Many of my friends are getting married and starting families of their own, yet when I discuss my work as an estate planning attorney, the immediate response is “I should give your business card to my parents!” However, as Millennials settle down, we need to begin planning for our futures to protect our families through life’s changes.

The Last Will and Testament is the first document most people think of when they think of estate planning – it directs what happens to your estate after your death. Without a Will, the entire process is left up to the court. In Georgia, for a married couple with children, if a spouse dies without a Will, the estate is divided among the surviving spouse and children.

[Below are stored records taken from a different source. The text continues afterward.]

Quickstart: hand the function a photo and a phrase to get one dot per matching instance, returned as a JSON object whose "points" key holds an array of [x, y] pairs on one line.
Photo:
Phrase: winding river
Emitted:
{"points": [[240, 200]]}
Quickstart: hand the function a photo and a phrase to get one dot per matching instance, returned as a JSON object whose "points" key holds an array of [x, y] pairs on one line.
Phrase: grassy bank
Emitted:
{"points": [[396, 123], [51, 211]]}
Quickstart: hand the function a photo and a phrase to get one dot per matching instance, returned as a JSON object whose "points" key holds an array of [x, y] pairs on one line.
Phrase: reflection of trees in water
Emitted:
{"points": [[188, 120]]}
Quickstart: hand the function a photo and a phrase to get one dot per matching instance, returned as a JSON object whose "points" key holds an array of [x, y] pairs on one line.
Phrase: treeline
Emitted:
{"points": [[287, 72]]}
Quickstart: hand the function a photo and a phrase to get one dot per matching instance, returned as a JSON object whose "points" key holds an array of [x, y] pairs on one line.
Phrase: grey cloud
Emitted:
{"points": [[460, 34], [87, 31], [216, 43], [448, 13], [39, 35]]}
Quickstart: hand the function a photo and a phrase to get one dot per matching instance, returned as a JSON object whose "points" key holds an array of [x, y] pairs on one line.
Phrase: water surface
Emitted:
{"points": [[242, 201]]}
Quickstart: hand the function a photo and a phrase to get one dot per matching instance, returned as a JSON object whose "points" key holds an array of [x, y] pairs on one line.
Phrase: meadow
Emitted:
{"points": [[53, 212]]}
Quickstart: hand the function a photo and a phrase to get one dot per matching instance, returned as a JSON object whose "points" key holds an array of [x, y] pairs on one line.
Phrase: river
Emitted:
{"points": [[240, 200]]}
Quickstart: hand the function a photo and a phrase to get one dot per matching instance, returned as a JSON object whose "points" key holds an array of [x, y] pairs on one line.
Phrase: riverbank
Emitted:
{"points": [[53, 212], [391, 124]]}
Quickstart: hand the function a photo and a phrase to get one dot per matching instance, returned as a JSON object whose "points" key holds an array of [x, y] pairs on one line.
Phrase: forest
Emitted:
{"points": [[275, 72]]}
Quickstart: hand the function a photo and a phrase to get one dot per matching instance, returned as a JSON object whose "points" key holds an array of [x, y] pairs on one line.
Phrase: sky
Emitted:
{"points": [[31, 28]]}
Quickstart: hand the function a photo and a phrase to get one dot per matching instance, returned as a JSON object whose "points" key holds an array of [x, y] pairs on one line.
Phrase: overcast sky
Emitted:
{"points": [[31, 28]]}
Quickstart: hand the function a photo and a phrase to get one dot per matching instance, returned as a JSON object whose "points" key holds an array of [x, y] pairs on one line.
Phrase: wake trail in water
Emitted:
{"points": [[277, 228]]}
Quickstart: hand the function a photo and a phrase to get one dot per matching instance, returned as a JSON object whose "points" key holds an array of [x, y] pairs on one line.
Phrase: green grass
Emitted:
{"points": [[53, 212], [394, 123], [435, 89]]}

A minor child cannot legally own any property that he or she inherits. Without a good plan in place, a court would appoint someone to manage the assets. The person appointed is supervised by the court and must abide by strict rules. Once the child is 18, all of the assets must be distributed to the child, regardless of his or her ability to manage those assets. If the child’s parent had a properly drafted Will, the assets could have been left to the child in a trust. The Will would dictate terms ofthe trust, who would be in control of the assets, and how and when those assets may be used.

If both parents pass away, someone needs to care for minor children. The best way to ensure that the Court appoints the person of your choosing to fulfill this role is to name a guardian in your Will. Without any indication, the Court is left to appoint a guardian on its own. This uncertainty can result in legal conflicts between family members over who is best suited to care for minor children.

Millennials, we need to think of estate planning not only for our parents, but also for our own families. Making these decisions now protects your family, provides for their future, and alleviates unnecessary chaos and confusion during an extremely difficult time.